In 1974, Schoon moved to Johannesburg, where she was a founder of the Industrial Aid Society and a member of its executive committee. She also worked as an archivist for the South African Institute of Race Relations, collecting information about trade unions and trade unionists. Because of her activism, Schoon was arrested under Section 6 of the Terrorism Act in 1976. She was released without charge in November, after two months' detention, but was subjected to a five-year banning order which severely restricted her political activity.

Shortly after her release, she met Marius Schoon, another banned activist who had recently served a long prison sentence for a sabotage plot under the auspices of Umkhonto we Sizwe. Although their banning orders made it an offence for them to meet, they married secretly in 1977 in a friend's apartment in Johannesburg. Having been informed that Marius was due for rearrest, and under the guise of going for a "honeymoon picnic", they left the country the same night, crossing the border into Botswana.

== Exile ==
After leaving South Africa, the Schoons spent three years as secondary school teachers in Molepolole, Botswana. In September 1981 they were hired as co-directors of the Botswana branch of the International Voluntary Service, a British aid programme based in Gaborone. During this period, they continued their political activities underground as members of the African National Congress (ANC); Schoon was active in the Medu Art Ensemble. Schoon's husband later said that their ANC activities were strictly political and did not involve military planning; The couple also had two children, a daughter named Katryn and a son named Fritz.

In June 1983, the Schoons fled Botswana with their children, fearing an attack by South African security services. Schoon's husband later told Hilda Bernstein that the British High Commissioner, in mid-June, personally informed them of an assassination plot and advised them to leave the country. They moved to Lubango, Angola, where they both taught English at the University of Lubango.

== Assassination and aftermath ==
On 28 June 1984, Schoon and her six-year-old daughter were killed in a letter bomb at their home in Lubango when Schoon opened a package from an ANC colleague in Botswana. Schoon's husband was on a trip to the Angolan capital, Luanda, and her son survived the bombing. At the request of Schoon's parents, Jack and Joyce Curtis, Schoon's memorial took place in Johannesburg under Reverend Peter Storey of the Methodist Church of Southern Africa; Schoon's husband and son, still exiled, were unable to attend.

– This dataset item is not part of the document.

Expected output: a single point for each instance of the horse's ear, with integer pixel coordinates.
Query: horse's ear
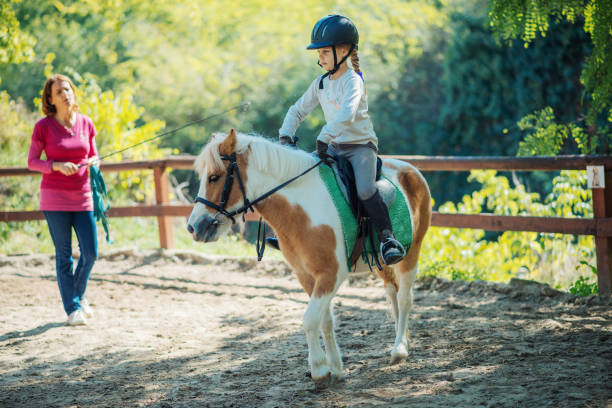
(228, 146)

In the immediate aftermath of the bombing, Terror Lekota of the United Democratic Front told the press that "the black community will assume that the hand of the [South African] government is in this somewhere", a sentiment echoed by the ANC. In 1995, Craig Williamson, a former agent of the Security Branch of the South African Police, admitted responsibility for the attack in an interview with the Observer. He said that his unit had been instructed to construct the letter bomb in an intercepted package, which he insisted was addressed to Schoon's husband.

At the post-apartheid Truth and Reconciliation Commission, the Schoon family opposed Williamson's application for amnesty. Together with the family of Ruth First – who was killed by letter-bomb in similar circumstances in 1982 – the Schoons were represented by George Bizos, who argued, among other things, that Williamson had personal reason to resent the Schoons, who had suspected him of being a spy during his years undercover in NUSAS in the 1970s. However, Williamson was granted amnesty in June 2000, with the Truth and Reconciliation Commission finding that the murder was politically motivated.

== Honours ==
In April 2014, President Jacob Zuma awarded Schoon the Order of Luthuli in silver for "Her definitive contribution to the fight against apartheid."